Ketiga, merusak tatanan hukum nasional dan hierarki peraturan perundang-undangan
Berdasarkan hierarki peraturan perundang-undangan sewajarnya kedudukan UU memanglah dibawah UUD. Namun, karena substansi yang diatur dalam RUU ini adalah Pancasila yang diundangkan sebagai haluan ideologi, UU HIP dapat dikatakan sebagai makna “Pancasila” yangmana dalam penerapan/kedudukannya dapat dikatakan setara atau bahkan lebih tinggi dari UUD. Dengan demikian UU HIP dapat menjadi sumber dari segala sumber hukum di Indonesia bahkan UUD 1945 pun harus tunduk pada UU HIP, sebab secara filosofis dan yuridis berada dibawahnya.

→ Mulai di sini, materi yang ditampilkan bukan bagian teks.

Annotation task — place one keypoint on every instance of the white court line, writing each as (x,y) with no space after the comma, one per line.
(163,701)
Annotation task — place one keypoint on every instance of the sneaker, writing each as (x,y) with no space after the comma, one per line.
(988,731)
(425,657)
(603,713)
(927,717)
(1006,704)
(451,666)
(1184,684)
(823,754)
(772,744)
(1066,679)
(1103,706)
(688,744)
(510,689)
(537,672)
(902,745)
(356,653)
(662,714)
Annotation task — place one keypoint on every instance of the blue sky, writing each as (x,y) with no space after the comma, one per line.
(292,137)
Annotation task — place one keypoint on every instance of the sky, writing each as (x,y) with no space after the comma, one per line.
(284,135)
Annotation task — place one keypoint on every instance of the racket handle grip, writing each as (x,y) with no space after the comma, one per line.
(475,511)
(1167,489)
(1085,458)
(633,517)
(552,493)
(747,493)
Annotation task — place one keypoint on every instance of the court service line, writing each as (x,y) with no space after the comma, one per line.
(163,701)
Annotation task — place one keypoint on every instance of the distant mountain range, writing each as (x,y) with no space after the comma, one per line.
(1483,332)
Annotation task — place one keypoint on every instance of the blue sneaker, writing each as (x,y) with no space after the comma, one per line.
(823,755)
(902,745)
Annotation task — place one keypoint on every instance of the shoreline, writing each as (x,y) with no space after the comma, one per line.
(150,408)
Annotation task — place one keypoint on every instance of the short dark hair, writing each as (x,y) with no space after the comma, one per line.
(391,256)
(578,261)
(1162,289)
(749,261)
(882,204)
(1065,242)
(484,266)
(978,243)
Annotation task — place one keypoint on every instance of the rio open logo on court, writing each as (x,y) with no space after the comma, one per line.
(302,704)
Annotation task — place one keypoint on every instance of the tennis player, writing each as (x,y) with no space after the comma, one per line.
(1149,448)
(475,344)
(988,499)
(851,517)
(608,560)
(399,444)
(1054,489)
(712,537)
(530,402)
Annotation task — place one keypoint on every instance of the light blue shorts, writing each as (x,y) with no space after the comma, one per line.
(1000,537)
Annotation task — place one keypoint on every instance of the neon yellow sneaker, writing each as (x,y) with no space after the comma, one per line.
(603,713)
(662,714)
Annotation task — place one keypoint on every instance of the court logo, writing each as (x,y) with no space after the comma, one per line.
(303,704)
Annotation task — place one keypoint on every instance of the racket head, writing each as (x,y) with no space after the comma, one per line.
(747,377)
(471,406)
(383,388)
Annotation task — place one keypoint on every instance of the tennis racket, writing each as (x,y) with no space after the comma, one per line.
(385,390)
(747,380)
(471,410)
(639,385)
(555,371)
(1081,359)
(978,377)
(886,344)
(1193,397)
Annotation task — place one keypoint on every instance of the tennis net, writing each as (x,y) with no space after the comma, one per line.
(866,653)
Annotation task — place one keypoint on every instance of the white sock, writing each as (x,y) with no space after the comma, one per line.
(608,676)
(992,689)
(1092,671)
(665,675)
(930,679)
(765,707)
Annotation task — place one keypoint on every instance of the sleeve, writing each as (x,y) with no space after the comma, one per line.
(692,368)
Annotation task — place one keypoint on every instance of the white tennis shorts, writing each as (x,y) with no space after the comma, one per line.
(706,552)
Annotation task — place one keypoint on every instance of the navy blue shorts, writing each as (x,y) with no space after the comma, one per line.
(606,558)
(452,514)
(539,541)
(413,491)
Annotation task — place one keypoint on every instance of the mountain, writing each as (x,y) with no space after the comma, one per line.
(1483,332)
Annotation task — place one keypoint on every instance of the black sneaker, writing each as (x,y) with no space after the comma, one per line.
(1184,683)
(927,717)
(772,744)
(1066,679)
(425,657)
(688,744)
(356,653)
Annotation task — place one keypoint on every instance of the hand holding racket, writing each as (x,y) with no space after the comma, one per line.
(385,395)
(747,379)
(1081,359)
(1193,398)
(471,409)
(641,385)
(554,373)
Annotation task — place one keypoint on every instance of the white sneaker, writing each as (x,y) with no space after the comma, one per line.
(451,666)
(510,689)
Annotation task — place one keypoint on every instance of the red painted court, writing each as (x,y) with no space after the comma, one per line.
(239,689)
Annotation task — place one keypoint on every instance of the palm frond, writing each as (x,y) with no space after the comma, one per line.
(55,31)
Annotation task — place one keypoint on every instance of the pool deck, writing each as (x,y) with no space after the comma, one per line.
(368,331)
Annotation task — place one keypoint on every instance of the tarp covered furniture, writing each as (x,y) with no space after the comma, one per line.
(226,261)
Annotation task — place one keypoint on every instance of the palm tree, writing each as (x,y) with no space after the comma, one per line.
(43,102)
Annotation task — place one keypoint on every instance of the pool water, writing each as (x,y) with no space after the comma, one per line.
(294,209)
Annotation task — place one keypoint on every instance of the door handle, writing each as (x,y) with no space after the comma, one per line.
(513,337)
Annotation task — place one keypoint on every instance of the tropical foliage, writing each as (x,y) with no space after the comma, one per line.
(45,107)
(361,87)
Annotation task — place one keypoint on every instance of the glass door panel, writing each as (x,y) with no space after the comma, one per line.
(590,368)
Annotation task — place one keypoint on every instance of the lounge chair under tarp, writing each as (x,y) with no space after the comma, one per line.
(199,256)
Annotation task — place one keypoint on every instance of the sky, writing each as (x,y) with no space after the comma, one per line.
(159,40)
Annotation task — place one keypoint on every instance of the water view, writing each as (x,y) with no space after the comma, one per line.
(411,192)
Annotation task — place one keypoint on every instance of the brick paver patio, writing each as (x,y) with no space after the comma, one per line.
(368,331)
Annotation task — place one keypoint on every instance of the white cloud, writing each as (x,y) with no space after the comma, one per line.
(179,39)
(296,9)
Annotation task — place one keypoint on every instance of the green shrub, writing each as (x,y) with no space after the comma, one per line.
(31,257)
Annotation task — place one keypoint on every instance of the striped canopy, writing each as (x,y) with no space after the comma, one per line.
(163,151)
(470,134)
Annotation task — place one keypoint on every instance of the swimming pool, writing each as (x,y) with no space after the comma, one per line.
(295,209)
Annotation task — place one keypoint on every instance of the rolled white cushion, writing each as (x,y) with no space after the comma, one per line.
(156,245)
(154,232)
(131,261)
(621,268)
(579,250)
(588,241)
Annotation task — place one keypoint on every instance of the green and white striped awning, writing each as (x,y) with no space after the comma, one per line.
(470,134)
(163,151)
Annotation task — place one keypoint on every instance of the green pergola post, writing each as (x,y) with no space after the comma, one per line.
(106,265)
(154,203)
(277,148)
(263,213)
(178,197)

Keempat, penyederhanaan Pancasila menjadi Trisila dan kemudian menjadi Ekasila
Dalam Pasal 7 ayat (2) dalam RUU HIP dinyatakan bahwa ciri pokok Pancasila berupa trisila, yaitu : sosio-nasionalisme, sosio-demokrasi, serta ketuhanan yang berkebudayaan. Selain terkait penyederhanaan Pancasila, pertanyaanya adalah Tuhan siapa yang berkebudayaan?, apakah manusia dapat mengukur sifat ketuhanan dengan kebudayaan? Lebih lanjut, dalam pasal tersebut pun tuhan dikekang dalam bungkus Trisila, yang kemudian di bungkus lagi dalam Ekasila. Sehingga tidak salah bila banyak pihak yang mencurigai bahwa RUU HIP ini berkaitan dengan usaha penyebaran kembali paham komunis di Indonesia.
Lebih lanjut, Wibisono pun berpendapat bahwa seharusnya pada saat pandemi ini DPR RI lebih berfokus dalam legislasi terkait penyelesaian pandemi bukan malah menambah keruh keadaan saat ini. Demikian post berkaitan dengan Menelisik Kontroversi RUU HIP ini.